The administrative police, or _gardiens de la paix_, are approximately equivalent to British police constables, and must not be confused with the _gendarmerie_, which is a military body carrying out civil duties in times of peace. The _gendarmerie_ are recruited from the army, there being one legion in each army corps district. Their strength is roughly 22,000 men, equally divided between cavalry and infantry. In Paris there is a separate force known as the _Garde republicaine_, which carries out police duties very much the same as the _gendarmerie_ in the Departments. They number about 3000, of whom 800 are mounted. The French prison system was in a very antiquated state in 1874, when a commission on prison discipline issued its report in favour of cellular confinements. Prisons were therefore reconstructed, and after many years had elapsed some of the older ones were demolished, the prisoners thereafter being removed from the disadvantages they encountered in association. The system of isolation required the construction of a huge new prison at Fresnes-les-Rungis. It contains 1500 cells, and when it was completed in 1898 the historic Paris prisons of Grande-Roquette, St. Pelagie, and Mazas were swept away.

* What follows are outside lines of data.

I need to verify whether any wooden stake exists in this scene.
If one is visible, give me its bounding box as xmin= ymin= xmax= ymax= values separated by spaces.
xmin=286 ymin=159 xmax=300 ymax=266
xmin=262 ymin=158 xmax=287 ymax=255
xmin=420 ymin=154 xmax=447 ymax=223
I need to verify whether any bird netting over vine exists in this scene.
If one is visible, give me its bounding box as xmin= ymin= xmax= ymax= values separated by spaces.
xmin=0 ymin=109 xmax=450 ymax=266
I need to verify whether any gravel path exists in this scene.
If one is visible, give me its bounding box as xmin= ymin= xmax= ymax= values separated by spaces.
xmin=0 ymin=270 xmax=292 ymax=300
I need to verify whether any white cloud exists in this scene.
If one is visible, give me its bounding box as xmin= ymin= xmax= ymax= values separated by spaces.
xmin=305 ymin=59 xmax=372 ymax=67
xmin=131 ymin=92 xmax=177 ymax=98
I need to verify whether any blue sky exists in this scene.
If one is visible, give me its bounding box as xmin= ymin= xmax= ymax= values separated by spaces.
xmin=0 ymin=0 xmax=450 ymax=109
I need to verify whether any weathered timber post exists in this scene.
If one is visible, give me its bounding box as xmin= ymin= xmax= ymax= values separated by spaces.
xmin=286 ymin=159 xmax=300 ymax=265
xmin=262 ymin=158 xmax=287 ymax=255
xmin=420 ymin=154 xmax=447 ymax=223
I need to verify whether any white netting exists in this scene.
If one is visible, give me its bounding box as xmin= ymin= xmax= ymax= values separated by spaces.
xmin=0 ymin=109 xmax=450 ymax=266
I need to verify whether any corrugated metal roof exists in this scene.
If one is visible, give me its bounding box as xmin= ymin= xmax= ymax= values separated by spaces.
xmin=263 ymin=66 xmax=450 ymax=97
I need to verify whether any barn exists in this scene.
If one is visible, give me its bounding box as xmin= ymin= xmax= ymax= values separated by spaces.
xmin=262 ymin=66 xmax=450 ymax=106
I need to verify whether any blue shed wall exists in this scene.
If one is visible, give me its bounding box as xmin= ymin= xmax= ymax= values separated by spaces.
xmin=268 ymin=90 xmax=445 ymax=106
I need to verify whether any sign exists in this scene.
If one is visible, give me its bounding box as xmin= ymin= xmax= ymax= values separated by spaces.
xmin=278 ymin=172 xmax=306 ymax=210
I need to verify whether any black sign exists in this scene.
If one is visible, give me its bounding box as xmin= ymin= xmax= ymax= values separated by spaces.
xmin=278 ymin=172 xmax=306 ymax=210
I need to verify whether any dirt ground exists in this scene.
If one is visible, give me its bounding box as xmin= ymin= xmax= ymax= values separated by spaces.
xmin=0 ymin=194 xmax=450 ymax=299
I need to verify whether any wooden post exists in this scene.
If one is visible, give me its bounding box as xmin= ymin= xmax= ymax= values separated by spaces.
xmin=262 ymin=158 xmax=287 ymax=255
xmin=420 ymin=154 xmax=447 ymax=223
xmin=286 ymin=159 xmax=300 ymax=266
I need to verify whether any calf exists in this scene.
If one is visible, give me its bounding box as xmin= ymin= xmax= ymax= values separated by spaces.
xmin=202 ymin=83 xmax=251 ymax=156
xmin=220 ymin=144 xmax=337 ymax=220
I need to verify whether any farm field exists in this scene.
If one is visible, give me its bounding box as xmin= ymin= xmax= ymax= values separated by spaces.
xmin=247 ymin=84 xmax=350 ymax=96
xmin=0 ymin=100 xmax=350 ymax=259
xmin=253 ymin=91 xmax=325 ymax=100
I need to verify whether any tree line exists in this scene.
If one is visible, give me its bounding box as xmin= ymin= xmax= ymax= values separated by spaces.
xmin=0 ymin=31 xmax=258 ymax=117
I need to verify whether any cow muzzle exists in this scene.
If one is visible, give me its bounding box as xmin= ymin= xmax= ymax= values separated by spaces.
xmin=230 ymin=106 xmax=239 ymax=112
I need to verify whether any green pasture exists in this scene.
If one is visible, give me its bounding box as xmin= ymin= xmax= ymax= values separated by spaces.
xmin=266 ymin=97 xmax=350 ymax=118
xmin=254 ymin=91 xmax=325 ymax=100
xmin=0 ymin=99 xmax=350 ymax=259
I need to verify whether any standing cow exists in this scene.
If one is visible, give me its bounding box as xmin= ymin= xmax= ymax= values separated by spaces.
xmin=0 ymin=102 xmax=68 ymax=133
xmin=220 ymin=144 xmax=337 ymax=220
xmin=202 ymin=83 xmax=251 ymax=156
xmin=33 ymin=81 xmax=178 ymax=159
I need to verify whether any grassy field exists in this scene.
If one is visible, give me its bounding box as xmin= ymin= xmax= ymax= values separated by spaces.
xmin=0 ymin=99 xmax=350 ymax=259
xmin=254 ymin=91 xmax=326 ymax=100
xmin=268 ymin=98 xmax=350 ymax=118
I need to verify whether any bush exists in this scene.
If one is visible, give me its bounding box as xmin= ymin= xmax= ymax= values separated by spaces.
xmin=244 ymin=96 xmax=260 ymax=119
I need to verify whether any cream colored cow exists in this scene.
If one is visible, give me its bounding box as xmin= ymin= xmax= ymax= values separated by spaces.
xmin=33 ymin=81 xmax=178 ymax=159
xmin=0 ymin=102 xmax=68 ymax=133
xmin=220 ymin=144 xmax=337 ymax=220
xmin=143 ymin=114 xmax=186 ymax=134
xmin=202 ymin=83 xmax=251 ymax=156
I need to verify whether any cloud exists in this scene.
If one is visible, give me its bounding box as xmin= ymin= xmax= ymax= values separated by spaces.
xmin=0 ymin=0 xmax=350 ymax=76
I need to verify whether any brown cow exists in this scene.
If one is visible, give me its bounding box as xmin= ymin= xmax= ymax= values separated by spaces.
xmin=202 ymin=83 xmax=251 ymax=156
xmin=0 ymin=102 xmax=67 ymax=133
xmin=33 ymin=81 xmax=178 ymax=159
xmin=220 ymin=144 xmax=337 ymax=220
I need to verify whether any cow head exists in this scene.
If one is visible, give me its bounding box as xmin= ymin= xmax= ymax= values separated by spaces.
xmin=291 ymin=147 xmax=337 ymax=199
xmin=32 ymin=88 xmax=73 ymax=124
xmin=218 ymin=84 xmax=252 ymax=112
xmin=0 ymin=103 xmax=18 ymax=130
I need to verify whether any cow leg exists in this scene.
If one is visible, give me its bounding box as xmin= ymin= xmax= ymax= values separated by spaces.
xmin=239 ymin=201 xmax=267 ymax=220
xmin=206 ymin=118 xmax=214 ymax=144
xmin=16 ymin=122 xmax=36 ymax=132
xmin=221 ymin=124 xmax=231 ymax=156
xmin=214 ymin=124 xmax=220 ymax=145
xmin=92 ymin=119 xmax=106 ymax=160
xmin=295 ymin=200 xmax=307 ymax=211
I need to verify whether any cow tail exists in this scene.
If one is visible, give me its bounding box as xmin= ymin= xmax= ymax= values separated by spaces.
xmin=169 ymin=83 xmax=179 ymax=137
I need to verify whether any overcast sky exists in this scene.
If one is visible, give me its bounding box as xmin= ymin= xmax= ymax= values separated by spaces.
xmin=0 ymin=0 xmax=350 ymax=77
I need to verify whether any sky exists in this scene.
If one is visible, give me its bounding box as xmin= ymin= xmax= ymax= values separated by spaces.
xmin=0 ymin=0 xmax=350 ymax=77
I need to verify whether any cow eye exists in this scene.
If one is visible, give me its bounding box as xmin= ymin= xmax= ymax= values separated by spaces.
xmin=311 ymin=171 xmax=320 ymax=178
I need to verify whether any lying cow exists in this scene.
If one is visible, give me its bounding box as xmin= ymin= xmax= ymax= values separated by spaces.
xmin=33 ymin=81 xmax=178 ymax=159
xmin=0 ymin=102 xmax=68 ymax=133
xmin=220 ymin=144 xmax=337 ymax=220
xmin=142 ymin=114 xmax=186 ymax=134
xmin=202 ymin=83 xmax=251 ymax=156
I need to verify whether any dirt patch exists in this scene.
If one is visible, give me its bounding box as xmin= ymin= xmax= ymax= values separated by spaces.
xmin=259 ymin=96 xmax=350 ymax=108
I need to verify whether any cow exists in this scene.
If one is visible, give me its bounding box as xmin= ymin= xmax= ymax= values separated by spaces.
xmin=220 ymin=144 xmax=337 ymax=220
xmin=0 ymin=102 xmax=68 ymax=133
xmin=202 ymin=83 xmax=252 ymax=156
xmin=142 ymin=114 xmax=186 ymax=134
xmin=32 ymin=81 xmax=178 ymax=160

Taken as a whole, one can scarcely endorse Taine's utterance that modern France is the work of Napoleon. The present organisation of the nation is undoubtedly due to the masterly brain and tireless energy of Napoleon, but the national characteristics of the French people have shown little change. The existence of a constitution, the even-handed administration of justice, and the opening of the highest offices in the State to the citizen of the humblest origin, do not yet seem to have affected the nature of the people. Laughter, tears, and anger are still near the surface; love of adventure in thought, word, and deed does not yet lead the French into the acquisition of the solid advantages their enterprise would bring did they only persevere on the lines of their initial enterprise. In spite of the almost frantic desire for liberty there is no doubt that the French tamely submit to a regime which Englishmen would find in some matters quite intolerable. If suspicion of smuggling falls upon a house the police can make domiciliary visits of a quite arbitrary character. The Civil Code, too, must be regarded as oppressive so long as it retains its attitude of looking upon the untried person as guilty until such time as his trial establishes his innocence, and the Anglo-Saxon mind is revolted at the practice of endeavouring to extort a confession from a prisoner. The Napoleonic mould did not alter these qualities, and even in the matter of religious tolerance the French have still much to learn.